Полдевятого, пора в школу. Ранец от книг тяжелый…
Допиваю кофе крупными глотками, темно еще, лампа горит. Хочется, перед тем как идти, забежать к маме.
«Ты не знаешь, мама спит?»
В темной спальне большой мраморный умывальник…
И теперь, после стольких лет разлуки, после стольких тяжелых лет, помню я, как утром мамины руки пахли мылом «Vera Violette».
Ноябрь 1913
34. «От лампы ровный круг…»
От лампы ровный круг, тихо вокруг. Только кто-то поднимается по лестнице громко, может быть, подойдет сейчас к двери и спросит:
«Эренбург, вы дома?»
Нет, никто не пришел. Я гляжу на заваленный книгами стол. Сколько за эти пять лет прожито, из нового ничего не вышло, а старое… старое ушло, и странно думать, что сейчас где-то в Москве на Остоженке мама сидит и пишет:
«Я послала тебе русский чай, смотри не простудись и не скучай…»
Ноябрь 1913
35. «Когда вы уйдете навек…»
Когда вы уйдете навек, я буду верить, как будто вы вышли из комнаты, не прикрыв плотно двери.

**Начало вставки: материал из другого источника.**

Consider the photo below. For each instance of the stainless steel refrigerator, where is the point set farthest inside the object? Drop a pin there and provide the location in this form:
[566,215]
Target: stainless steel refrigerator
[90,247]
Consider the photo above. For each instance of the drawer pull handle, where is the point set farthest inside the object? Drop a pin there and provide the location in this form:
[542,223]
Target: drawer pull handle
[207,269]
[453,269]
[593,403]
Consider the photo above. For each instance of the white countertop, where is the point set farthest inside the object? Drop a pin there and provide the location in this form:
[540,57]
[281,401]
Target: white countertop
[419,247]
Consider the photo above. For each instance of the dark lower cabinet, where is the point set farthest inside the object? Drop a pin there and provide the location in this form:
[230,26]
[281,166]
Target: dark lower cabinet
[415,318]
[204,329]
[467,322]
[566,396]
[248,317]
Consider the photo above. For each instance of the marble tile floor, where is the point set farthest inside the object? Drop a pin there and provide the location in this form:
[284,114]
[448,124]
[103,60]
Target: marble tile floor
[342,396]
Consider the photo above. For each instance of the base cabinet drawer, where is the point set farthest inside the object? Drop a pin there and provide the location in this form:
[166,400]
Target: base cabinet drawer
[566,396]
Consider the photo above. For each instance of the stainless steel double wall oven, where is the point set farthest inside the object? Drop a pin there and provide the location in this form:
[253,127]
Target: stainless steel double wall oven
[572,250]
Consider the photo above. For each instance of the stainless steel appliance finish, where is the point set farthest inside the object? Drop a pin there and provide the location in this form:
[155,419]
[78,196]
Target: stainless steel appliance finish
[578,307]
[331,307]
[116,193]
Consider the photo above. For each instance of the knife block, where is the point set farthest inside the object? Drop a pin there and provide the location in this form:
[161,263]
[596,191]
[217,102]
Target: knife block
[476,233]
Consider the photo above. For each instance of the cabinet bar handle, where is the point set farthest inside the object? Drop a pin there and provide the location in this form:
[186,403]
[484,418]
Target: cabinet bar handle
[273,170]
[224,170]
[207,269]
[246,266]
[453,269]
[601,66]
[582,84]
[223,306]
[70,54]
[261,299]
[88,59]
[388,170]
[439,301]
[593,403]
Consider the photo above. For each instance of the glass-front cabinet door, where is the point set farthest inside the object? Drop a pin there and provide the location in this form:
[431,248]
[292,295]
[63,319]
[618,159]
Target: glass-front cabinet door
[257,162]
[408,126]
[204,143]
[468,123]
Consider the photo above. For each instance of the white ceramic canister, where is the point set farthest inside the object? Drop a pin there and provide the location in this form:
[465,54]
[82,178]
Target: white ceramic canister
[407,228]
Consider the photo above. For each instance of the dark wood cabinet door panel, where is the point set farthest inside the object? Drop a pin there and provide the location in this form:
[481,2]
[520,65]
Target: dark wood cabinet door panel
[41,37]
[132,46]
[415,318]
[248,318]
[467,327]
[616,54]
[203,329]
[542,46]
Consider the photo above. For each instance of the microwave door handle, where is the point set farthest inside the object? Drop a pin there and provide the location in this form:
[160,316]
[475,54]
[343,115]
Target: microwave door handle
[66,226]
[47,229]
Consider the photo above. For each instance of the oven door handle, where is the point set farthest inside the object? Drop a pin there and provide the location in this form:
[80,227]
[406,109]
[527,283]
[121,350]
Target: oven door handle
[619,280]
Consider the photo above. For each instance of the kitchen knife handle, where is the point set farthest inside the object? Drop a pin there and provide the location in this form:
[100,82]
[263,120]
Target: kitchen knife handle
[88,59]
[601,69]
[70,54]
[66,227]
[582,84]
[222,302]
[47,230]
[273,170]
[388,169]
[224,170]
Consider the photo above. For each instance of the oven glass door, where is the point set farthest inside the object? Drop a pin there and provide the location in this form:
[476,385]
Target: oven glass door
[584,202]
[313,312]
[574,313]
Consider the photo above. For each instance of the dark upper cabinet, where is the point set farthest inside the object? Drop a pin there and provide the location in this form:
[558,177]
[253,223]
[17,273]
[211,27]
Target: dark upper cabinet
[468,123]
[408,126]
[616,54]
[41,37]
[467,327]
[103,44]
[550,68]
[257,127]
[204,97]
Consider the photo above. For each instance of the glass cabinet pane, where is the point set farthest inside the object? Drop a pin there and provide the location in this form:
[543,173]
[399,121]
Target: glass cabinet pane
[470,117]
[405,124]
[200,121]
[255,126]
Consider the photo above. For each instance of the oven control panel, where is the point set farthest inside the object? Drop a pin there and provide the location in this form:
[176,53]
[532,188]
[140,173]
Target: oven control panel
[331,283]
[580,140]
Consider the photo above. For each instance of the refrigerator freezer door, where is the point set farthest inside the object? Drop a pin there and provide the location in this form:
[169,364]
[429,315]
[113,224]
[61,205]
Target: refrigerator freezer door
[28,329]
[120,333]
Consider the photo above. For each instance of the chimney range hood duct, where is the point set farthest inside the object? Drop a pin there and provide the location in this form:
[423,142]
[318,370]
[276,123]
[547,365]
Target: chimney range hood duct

Когда вы уснете навек, я скажу вам:
«Спокойной ночи».
И сестрам скажу:
«Тише, папа спать хочет…»
Я скажу:
«Мама задремала в кресле. С ней нельзя говорить, но скоро мы будем вместе. Мы будем снова ждать папу к обеду в нашей столовой. Папа выйдет, взглянет своими добрыми близорукими глазами, от радости как-то выпрямится весь и спросит у мамы:
„А дети все здесь?..“»
Ноябрь 1913
36. «Иногда вспоминаю костры на снегу…»
Иногда вспоминаю костры на снегу, иногда даже их вспоминать не могу.
Утренний ветер марта особенно дик и свеж, но не двинется с места барка моих последних надежд. Погоди! Кто-то тащит весь непосильный груз…
Боже! Имя твое всё чаще срывается с этих уст…
(1914)
37. «В нежном свете гаснущего газа…»
В нежном свете гаснущего газа мелькают женщины, как летучие мыши. На улице пустой и влажной шелест тонкого шелка слышен.
Я сяду в маленьком баре, ко мне прилетит летучая мышь и скажет: «Ты снова печален, ты снова один сидишь».
Как тонко сделаны губы, средь позднего золота мак, и целую ночь я буду глядеть на их тайный знак
Будет тихо и пусто меж нами; жадно прильнув к стеклу, выпьет она сухими губами белую мутную мглу. Не станет абсента в стакане, не станет больше огней, и меня, и меня не станет со всей тяготой моей. И ярче на шляпе алого банта, и ярче на шее коралловых бус — раскроется дивная рана богом рассеченных уст.
Но утром опять, тяжела и бела, сквозь окна вольется мутная мгла. И будет утру чуждым и лишним последний взмах крыла летучей мыши.
(1914)
38. «Вечера, тенистые, как пальмы…»
Вечера, тенистые, как пальмы, вы всего понятней и родней.
Я опять слежу на площади зеркальной легкий бег испуганных огней. Как они убегают быстро, и за ними гонятся тени, похожие на огромных птиц; иногда расцветают на тонких стеблях нарциссы девичьих лиц.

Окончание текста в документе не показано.